5. Menangani ikan dengan hati-hati
Dalam setiap operasi penangkapan, ikan yang tertangkap harus diperlakukan dengan baik
agar tidak terjadi kerusakan secara fisik. Hal ini merupakan langkah pertama yang sangat
menentukan mutu ikan dalam proses-proses selanjutnya. Pemakaian ganco atau sekop yang
terlalu kasar, penanganan yang ceroboh sewaktu penyiangan, mengambil ikan dari jaring,
memasukkan ikan ke palkah, dan membongkar ikan dari palkah dapat melukai tubuh ikan dan
ikan mengalami pendarahan. Kondisi ini dapat memicu pembusukan berjalan lebih cepat karena
adanya luka terbuka dapat menjadi jalan bagi masuknya bakteri ke dalam tubuh ikan.

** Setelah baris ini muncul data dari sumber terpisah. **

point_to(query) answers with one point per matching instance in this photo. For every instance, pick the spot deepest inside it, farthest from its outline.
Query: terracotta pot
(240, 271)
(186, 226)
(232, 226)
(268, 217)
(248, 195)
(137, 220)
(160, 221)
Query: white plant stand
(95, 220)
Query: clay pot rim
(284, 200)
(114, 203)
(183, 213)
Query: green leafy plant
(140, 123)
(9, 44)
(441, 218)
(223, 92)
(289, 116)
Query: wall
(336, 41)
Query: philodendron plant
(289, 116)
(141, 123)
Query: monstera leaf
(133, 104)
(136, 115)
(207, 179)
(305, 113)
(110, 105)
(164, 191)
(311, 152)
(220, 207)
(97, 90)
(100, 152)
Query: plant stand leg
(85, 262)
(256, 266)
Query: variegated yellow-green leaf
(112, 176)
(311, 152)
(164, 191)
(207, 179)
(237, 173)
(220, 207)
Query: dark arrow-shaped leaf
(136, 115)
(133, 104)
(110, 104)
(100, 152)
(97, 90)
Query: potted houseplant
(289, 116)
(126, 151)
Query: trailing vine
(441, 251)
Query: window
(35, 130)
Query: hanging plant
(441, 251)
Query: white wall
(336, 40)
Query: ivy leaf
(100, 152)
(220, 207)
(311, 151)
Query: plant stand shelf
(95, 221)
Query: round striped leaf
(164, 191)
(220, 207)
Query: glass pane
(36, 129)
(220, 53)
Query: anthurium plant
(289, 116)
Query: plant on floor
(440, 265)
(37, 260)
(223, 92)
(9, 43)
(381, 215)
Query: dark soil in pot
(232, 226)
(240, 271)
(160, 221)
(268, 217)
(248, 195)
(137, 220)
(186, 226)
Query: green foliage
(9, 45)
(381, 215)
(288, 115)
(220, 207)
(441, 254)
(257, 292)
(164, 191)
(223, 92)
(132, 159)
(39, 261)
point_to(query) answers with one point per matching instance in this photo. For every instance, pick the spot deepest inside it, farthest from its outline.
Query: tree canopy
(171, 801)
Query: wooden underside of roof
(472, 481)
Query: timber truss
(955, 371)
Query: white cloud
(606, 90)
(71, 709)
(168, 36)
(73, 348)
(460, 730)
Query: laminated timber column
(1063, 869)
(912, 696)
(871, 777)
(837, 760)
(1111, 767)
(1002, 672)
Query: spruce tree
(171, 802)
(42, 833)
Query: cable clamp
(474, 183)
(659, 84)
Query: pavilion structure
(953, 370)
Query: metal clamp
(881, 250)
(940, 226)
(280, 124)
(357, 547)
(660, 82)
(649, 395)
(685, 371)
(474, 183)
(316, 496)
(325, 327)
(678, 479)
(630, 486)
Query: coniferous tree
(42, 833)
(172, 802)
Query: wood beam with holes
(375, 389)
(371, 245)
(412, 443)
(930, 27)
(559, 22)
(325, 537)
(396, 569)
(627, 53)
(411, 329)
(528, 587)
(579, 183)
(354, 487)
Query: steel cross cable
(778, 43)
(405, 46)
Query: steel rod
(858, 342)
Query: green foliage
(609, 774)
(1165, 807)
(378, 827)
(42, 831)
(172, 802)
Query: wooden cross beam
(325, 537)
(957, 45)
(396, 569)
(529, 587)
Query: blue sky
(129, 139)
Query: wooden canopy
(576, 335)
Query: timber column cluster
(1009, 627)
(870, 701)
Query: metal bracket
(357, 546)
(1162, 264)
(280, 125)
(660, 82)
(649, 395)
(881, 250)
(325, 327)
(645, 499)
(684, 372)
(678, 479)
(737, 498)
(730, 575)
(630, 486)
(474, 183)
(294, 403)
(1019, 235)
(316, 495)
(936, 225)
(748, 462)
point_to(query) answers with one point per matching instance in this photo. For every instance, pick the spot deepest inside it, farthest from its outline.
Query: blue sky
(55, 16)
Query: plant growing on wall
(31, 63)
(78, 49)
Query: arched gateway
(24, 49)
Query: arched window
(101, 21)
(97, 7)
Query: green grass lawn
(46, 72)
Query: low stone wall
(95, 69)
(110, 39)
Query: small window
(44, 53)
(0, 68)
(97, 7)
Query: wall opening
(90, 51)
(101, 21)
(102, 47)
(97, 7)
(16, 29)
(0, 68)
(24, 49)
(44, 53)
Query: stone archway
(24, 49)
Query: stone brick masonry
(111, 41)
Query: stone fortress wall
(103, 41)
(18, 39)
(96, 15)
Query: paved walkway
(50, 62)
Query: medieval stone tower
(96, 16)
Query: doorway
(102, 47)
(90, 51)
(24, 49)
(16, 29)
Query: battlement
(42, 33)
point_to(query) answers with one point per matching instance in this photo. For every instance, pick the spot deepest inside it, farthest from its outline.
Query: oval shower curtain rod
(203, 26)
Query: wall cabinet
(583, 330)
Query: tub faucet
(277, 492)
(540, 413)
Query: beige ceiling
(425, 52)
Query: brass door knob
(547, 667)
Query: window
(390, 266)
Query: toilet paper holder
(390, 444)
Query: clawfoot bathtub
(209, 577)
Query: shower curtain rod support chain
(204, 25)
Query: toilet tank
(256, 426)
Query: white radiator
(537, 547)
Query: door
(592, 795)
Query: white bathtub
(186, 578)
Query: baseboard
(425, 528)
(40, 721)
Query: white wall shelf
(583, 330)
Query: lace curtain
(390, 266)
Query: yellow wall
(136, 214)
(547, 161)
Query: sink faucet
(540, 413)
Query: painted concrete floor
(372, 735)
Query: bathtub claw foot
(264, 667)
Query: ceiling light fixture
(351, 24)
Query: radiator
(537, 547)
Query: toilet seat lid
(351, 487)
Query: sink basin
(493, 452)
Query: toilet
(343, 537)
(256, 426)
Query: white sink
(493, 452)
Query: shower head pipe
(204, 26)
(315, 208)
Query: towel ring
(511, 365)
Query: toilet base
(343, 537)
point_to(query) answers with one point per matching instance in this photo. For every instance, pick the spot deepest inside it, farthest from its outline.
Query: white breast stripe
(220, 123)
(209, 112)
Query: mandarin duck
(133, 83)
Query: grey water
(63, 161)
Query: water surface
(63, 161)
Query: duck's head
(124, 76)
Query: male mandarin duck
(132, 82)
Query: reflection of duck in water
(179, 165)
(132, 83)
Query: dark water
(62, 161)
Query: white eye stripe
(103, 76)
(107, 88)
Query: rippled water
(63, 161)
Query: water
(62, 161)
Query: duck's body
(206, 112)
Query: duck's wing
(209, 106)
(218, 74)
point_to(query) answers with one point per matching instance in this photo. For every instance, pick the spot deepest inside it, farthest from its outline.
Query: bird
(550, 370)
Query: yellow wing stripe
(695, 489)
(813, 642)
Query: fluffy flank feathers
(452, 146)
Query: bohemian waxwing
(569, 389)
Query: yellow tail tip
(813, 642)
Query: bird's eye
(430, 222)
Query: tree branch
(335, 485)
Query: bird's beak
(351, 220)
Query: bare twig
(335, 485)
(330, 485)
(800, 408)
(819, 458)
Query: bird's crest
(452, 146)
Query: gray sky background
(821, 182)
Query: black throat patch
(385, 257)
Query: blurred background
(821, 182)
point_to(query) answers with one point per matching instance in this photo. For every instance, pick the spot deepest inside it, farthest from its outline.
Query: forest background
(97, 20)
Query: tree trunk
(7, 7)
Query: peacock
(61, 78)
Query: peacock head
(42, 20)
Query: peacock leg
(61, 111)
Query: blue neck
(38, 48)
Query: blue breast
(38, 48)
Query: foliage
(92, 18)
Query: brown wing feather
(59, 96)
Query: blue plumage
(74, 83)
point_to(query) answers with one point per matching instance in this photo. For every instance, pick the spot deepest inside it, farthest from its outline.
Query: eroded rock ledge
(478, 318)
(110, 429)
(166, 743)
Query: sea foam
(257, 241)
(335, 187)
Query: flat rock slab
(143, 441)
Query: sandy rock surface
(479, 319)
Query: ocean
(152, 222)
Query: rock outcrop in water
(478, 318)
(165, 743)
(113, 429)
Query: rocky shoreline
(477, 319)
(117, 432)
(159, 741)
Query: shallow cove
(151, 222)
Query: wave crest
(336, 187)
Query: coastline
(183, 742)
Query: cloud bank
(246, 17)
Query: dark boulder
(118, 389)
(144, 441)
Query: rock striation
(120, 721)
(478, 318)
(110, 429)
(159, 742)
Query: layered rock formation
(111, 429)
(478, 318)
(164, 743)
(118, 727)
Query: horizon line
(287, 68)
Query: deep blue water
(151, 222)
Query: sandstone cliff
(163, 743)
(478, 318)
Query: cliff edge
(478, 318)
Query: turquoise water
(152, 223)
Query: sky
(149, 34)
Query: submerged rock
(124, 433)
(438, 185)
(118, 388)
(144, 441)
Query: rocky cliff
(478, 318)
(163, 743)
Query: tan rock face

6. Menghindari ikan hasil tangkapan terpapar sinar matahari langsung
Sengatan sinar matahari dengan cepat menjadikan ikan terlalu panas dan mempercepat
perubahan pasca kematian. Baik pada saat penanganan, penyimpanan maupun pengangkutan,
ikan sebaiknya tidak terpapar sinar matahari secara langsung. Hal tersebut akan meningkatkan
suhu tubuh ikan, menimbulkan warna pelangi pada ikan dan menyebabkan proses oksidasi,
sehingga akhirnya ikan menjadi “matang”.
Penanganan ikan hasil tangkapan merupakan salah satu bagian penting dari mata rantai
industri perikanan karena dapat mempengaruhi mutu. Kelayakan ikan sebagai sumber makanan
sangat dipengaruhi oleh mutu atau kesegaran ikan. Ikan yang busuk mengandung senyawa yang
sangat berbahaya bagi tubuh manusia dan sebaiknya tidak dimakan, diawetkan, ataupun diolah lebih
lanjut menjadi produk-produk lain. Pengawetan atau pengolahan ikan busuk akan menghasilkan
produk berkualitas rendah, bahkan tidak bermanfaat. Baik buruknya penanganan ikan hasil
tangkapan akan mempengaruhi mutu ikan sebagai bahan makanan atau sebagai bahan mentah
untuk proses pengolahan lebih lanjut.

2
Jawablah pertanyaan di bawah ini dengan singkat dan benar! (setiap soal bernilai 25)
1. Apa yang dimaksud dengan rantai dingin (cold chain)? Jelaskan!
2. Mengapa penanganan ikan hasil tangkapan harus selalu dalam keadaan rantai dingin? Jelaskan!
3. Mengapa kebersihan peralatan dan dek maupun palkah penting dalam menangani ikan?
Jelaskan!
4. Bagaimana cara melindungi ikan agar tidak terpapar sinar matahari secara langsung pada saat
penanganan, penyimpanan, dan pengangkutan?